Thanks Todd.  Just might take you up on that!

I need some more dust...maybe an AMNPS and some pellets....

I'll see if I can get an advance on my allowance   
	

	
	
		
		



		
			












Bill


----------



## dirtsailor2003 (Feb 6, 2013)

Todd is there a code for this offer?? Was placing an order but after entering the items the total didn't reflect the discount?

Thanks!


----------



## tjohnson (Feb 6, 2013)

dirtsailor2003 said:


> Todd is there a code for this offer?? Was placing an order but after entering the items the total didn't reflect the discount?
> 
> Thanks!


OOPS!

Missed that little part....Sorry!

COUPON CODE = SMF10BUCKS


----------



## dirtsailor2003 (Feb 6, 2013)

TJohnson said:


> OOPS!
> 
> Missed that little part....Sorry!
> 
> COUPON CODE = SMF10BUCKS


Thanks Todd! One order coming your way!


----------



## geerock (Feb 6, 2013)

Todd
When are the mats available?


----------



## kingfishcam (Feb 6, 2013)

Mats?  What are these mats you speak of???


----------



## smoking b (Feb 6, 2013)

kingfishcam said:


> Mats? What are these mats you speak of???

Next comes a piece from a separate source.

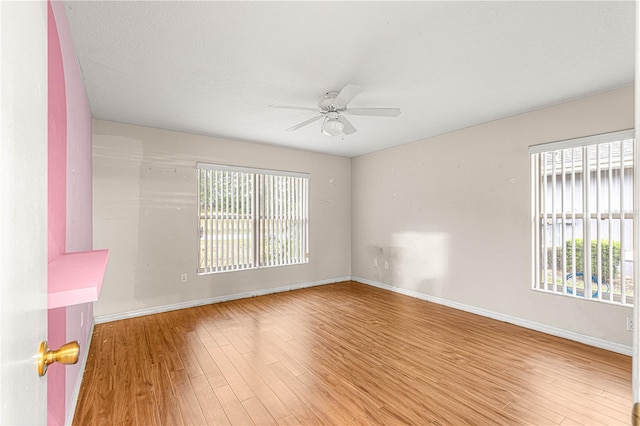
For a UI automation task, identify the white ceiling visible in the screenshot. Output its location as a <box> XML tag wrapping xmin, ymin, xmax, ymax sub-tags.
<box><xmin>64</xmin><ymin>1</ymin><xmax>635</xmax><ymax>158</ymax></box>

Here ya go...     http://www.smokingmeatforums.com/t/135910/todd-at-amazen-products-has-done-it-again#post_930584


----------



## handymanstan (Feb 7, 2013)

For those looking at the mats.


----------



## dirtsailor2003 (Feb 7, 2013)

I made an order today (no mats) just some other goodies! I am super impressed with the fast service. I barely had the order complete and I got the shipping notice!!!

Thank you Todd!


----------



## dward51 (Feb 8, 2013)

Ordered a pellet tray and extra pellets today.

Thanks Todd!!!!


----------



## the1jonc (Feb 8, 2013)

Thanks for the promo code.  I placed order last night for the 5x8 pellet smoker and a mess of pellets. 

Looking forward to try it out in my MES.


----------



## smoking b (Feb 8, 2013)

the1jonc said:


> Thanks for the promo code.  I placed order last night for the 5x8 pellet smoker and a mess of pellets.
> 
> Looking forward to try it out in my MES.


Once you try it you won't wanna use your MES without it


----------



## handymanstan (Feb 12, 2013)

Thanks Todd for the discount every bit helps. Ordered the bourbon barrel pellets some of the Qmatz and a couple probes.

Stan


----------



## dirtsailor2003 (Feb 12, 2013)

Lightning fast shipping too!!!  My goodies arrived yesterday, yay!!!!!


----------



## maxbob002 (Feb 12, 2013)

Just put my order in.
 

Thanks

Bob


----------



## tomolu5 (Feb 13, 2013)

Ordered an AMNPS and and assortment of pellets today, Placed order around 9:30, got a shipping confirmation by Noon! super fast. Thanks Todd.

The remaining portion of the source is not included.